Pension Insurance Corporation (PIC), a London-based insurer of defined benefit pension funds, has invested £100 million ($147 million; €130 million) in secured debt tied to the UK’s Thames Tideway Tunnel.
The debt was issued by Tideway, the new company created to build the facility, after the latter priced a bond issue of the same amount in early June. Shareholders in Tideway include Germany’s Allianz; UK-listed International Public Partnerships (INPP), through its adviser Amber Infrastructure Group; London-based Dalmore Capital; and Dutch-headquartered DIF.
The consortium was granted a licence to own and operate the project in August 2015, as well as provide £3.1 billion out of the total £4.2 billion needed to finance it. The remainder is to come from local utility Thames Water.
The debt is split over four tranches with a four- to five-year deferral period, helping to provide “certainty of funding cost for the borrower, but reducing cost of carry, with an unusual feature of no funding drawn on day one to help match the cashflow needs of the construction works,” PIC said in a statement.
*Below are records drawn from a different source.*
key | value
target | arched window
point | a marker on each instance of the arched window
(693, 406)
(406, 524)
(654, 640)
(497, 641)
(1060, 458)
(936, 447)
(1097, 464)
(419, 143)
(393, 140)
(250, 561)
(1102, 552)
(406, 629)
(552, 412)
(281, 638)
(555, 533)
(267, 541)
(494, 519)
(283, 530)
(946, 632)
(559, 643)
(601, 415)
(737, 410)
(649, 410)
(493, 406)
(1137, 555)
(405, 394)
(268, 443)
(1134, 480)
Linked to the Retail Price Index, half of the issue will mature in 2048 while the remainder will terminate in 2054.
The news comes after the European Investment Bank agreed to lend £700 million to the 25km tunnel, which it billed as the largest infrastructure project ever undertaken by the UK water industry. The loan was also described as the EIB’s “largest-ever water loan and the most significant support for UK infrastructure since Crossrail”.
Six banks have also provided senior debt to the project, including Royal Bank of Canada, Lloyds Bank, Credit Agricole, SMBC, BTMU and Santander.